Open AccessIdentification of Yersinia pestis with varied plasmid composition using monoclonal and polyclonal fluorescent immunoglobulins
Author(s) -
Devdariani Z.L.,
Verenkov M.S.,
Feodorova V.A.,
Solodovnicov N.S.,
Belov L.G.
Publication year - 1993
Publication title -
fems immunology & medical microbiology
Language(s) - English
Resource type - Journals
eISSN - 1574-695X
pISSN - 0928-8244
DOI - 10.1111/j.1574-695x.1993.tb00300.x
Subject(s) - yersinia pestis , polyclonal antibodies , biology , monoclonal antibody , microbiology and biotechnology , plasmid , virology , monoclonal , enterobacteriaceae , yersinia , antibody , bacteria , virulence , escherichia coli , genetics , dna , gene
The efficiency of serological identification of Yersinia pestis strains which contain different plasmids was assessed with polyclonal and monoclonal immunoglobulin preparations in the direct fluorescent antibody method.
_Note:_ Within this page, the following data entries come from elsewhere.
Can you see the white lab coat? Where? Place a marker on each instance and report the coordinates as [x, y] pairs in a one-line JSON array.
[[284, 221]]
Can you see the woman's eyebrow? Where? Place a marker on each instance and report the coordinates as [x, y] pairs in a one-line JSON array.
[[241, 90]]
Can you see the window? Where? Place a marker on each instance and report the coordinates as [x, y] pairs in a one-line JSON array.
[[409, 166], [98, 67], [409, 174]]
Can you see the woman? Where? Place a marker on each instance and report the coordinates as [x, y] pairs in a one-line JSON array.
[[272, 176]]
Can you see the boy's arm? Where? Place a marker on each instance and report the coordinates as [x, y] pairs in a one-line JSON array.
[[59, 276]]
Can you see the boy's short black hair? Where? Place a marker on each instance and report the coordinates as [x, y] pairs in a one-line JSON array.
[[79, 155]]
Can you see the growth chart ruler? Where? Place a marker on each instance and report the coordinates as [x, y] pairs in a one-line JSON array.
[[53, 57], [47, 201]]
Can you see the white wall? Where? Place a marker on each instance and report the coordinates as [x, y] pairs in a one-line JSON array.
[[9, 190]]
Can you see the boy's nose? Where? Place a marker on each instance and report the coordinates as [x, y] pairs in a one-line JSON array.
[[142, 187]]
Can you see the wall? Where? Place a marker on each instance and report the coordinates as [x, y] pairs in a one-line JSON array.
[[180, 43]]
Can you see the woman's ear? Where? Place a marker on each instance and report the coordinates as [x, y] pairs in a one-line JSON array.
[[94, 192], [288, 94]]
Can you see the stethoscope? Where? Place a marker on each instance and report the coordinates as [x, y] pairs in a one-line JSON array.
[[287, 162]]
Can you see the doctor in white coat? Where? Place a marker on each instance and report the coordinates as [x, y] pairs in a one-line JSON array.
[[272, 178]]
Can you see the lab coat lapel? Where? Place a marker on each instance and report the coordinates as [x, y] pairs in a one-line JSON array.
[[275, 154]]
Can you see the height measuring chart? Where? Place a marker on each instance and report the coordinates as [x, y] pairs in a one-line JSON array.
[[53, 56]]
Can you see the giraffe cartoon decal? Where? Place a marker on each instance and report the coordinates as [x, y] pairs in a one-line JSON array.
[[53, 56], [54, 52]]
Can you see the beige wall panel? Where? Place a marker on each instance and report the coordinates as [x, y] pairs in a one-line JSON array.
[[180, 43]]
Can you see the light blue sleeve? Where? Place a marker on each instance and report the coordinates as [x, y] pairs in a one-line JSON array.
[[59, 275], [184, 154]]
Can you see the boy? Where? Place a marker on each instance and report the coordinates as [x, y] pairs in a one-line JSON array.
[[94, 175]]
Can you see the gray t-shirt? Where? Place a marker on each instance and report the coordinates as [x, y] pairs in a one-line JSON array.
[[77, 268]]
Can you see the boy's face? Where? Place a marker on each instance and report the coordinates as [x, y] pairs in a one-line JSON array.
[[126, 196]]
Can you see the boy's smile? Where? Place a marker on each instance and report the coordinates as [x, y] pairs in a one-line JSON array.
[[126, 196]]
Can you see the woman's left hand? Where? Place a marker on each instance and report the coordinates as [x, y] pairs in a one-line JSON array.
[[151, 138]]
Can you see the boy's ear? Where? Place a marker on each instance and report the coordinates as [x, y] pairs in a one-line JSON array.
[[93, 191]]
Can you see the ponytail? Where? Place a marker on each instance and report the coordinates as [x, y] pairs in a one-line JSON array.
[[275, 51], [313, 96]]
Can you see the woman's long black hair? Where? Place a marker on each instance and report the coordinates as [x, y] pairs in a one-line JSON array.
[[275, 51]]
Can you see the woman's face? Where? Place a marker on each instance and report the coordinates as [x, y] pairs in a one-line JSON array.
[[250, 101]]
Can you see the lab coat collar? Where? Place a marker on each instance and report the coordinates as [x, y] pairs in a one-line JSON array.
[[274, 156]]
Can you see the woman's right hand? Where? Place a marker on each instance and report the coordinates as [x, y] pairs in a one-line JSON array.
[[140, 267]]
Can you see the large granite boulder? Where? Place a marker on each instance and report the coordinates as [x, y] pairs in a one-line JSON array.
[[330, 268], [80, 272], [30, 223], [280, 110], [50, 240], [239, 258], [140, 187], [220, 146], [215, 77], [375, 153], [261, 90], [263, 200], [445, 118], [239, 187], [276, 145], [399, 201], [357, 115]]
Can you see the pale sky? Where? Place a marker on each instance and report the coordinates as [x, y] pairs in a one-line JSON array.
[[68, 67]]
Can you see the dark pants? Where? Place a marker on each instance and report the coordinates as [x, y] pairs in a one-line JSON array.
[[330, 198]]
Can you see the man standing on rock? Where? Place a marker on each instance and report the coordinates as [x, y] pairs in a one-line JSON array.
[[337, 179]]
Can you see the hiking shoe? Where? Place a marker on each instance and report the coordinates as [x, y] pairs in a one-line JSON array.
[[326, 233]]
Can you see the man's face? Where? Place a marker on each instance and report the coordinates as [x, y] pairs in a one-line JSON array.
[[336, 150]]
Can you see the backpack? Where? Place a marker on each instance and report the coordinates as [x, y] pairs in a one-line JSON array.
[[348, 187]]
Plague polyclonal luminescent immunoglobulins recognize only those Y. pestis strains which contain pPst, pFra plasmids or both. Anticapsular plague monoclonal antibodies interact only with capsule‐forming plague agent strains (pFra+) grown at 37°C. With plague monoclonal lipopolysaccharide antibodies one can identify all Y. pestis strains irrespective of their plasmid content and cultivation temperature. However, these antibodies cross‐react with Yersinia pseudotuberculosis bacteria in 60% of cases. The problem of laboratory diagnosis of the plague organism, whatever its plasmid profile, can be solved through the development of a test kit involving two preparations such as plague lipopolysaccharide monoclonal luminescent antibodies and pseudotuberculosisspecific luminescent adsorbed immunoglobulins.